AI sta identificando vulnerabilità nel software più velocemente dei team umani in grado di correggerle, creando un’ondata di problemi di sicurezza che le aziende devono affrontare. Dan Lorenc, co-fondatore e CEO di Chainguard, ha sottolineato in un webinar che l’AI “trova vulnerabilità nel software che scrivono e usano a un ritmo che supera la capacità dei difensori di applicare patch e risolvere i problemi”. Questo fenomeno ha reso più difficile la gestione delle vulnerabilità, poiché non tutti i problemi sono uguali e la quantità di report è in crescita esponenziale. La situazione si sta aggravando, con un numero record di patch e vulnerabilità scoperte, e le aziende non sono ancora pronte per affrontare questa sfida.
Un’ondata di vulnerabilità in crescita
La velocità con cui l’AI identifica problemi di sicurezza sta superando la capacità umana di risolverli, creando un’escalation di rischi. Secondo un’analisi, il numero di vulnerabilità scoperte è aumentato in modo esponenziale, con un record di 570 patch rilasciati da Microsoft nel mese di luglio 2026. Questo fenomeno non riguarda solo il software open source, ma colpisce anche i sistemi proprietari. Il problema è diventato così grave che anche aziende come Apple hanno dovuto limitare il numero di bug che i ricercatori possono segnalare al loro team di sicurezza.
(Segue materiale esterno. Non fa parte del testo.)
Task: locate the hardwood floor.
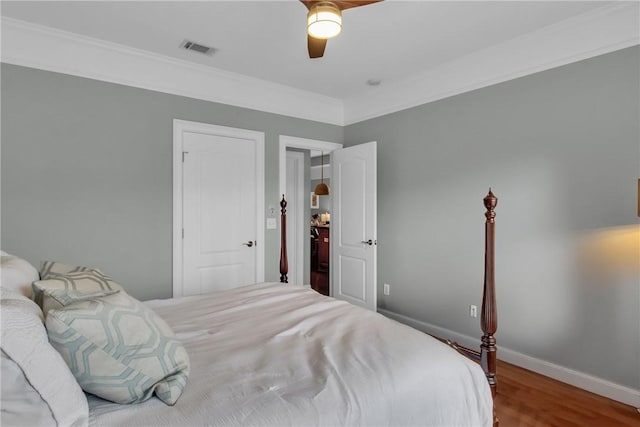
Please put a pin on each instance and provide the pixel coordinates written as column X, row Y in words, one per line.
column 528, row 399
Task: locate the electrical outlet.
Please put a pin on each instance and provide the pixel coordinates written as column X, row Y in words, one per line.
column 473, row 311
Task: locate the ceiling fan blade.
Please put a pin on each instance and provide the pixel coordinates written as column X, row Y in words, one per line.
column 346, row 4
column 316, row 47
column 341, row 4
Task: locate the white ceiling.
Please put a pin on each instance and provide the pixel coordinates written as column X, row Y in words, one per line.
column 391, row 41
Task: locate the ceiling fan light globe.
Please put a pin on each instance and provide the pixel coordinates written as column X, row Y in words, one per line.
column 324, row 21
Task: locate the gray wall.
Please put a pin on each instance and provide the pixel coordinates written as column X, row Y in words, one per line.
column 86, row 178
column 86, row 172
column 561, row 150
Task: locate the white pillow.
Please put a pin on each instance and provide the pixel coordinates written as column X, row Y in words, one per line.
column 21, row 403
column 24, row 340
column 17, row 274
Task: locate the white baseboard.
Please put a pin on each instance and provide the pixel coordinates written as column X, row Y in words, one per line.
column 575, row 378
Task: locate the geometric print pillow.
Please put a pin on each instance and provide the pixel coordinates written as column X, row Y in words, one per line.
column 119, row 349
column 54, row 267
column 82, row 280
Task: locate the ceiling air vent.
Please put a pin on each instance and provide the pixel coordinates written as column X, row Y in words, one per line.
column 189, row 45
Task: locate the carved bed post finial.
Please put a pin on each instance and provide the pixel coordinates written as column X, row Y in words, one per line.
column 489, row 319
column 284, row 262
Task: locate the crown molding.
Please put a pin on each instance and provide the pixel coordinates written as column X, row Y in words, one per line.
column 590, row 34
column 41, row 47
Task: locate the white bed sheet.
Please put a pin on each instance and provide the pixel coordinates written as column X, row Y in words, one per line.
column 281, row 355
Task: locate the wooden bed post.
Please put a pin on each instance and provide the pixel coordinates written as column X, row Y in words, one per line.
column 489, row 319
column 284, row 262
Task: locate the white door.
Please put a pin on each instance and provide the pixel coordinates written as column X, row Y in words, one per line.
column 353, row 225
column 222, row 242
column 295, row 216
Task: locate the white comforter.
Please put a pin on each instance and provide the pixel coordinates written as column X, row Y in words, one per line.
column 280, row 355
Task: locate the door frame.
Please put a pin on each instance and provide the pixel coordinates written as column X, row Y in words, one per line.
column 297, row 200
column 180, row 127
column 305, row 144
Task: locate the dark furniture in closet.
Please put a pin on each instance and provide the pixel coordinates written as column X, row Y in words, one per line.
column 320, row 259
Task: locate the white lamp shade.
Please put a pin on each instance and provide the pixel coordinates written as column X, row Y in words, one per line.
column 324, row 21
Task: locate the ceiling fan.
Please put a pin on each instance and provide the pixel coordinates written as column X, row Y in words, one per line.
column 324, row 21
Un problema di triage e priorità
La gestione delle vulnerabilità è diventata un’attività complessa, con un’enorme quantità di report che richiede una triage accurata. Molti di questi problemi non sono urgenti, ma la loro quantità crea un rischio di sovraccarico per i team di sicurezza. Ad esempio, in passato si poteva evitare di applicare patch, ma oggi, con l’aumento dei bug zero-day, non si ha scelta. La situazione è ulteriormente complicata dal fatto che alcuni bug, come quelli scoperti nell’estensione Adobe HermeticReader, possono esporre dati sensibili come chat, contatti e messaggi di WhatsApp. L’attacco è stato creato utilizzando tre vulnerabilità diverse, e il tutto è stato automatizzato da un criminale utilizzando un modello linguistico.
Le sfide della correzione automatica
Nonostante l’AI possa trovare bug in modo rapido, non è in grado di correggerli in modo affidabile. Studi accademici hanno dimostrato che i modelli linguistici introducono “nearly 9x more new vulnerabilities” rispetto ai programmatori. Anche i migliori strumenti di patching, come PatchitPy, hanno un tasso di successo del 80%, che non è perfetto. Inoltre, alcuni sviluppatori hanno segnalato che, dopo diverse correzioni automatiche, il numero di vulnerabilità critiche può aumentare, non diminuire. Questo crea un dilemma: l’AI può aiutare a trovare i bug, ma non è in grado di risolverli in modo sicuro e completo.
Le aziende devono quindi adottare strategie più precise per gestire i report di sicurezza. Questo include limitare l’ambito delle correzioni, separare la fase di rimedio da quella di verifica, e mantenere un controllo umano su modifiche complesse. La sfida non è solo tecnica, ma anche organizzativa: le aziende devono investire in team più forti e in strumenti più avanzati per gestire l’ondata di vulnerabilità. La situazione non migliorerà da sola, e le aziende devono prepararsi a un futuro in cui la sicurezza digitale sarà sempre più complessa e richiederà una gestione attenta e proattiva.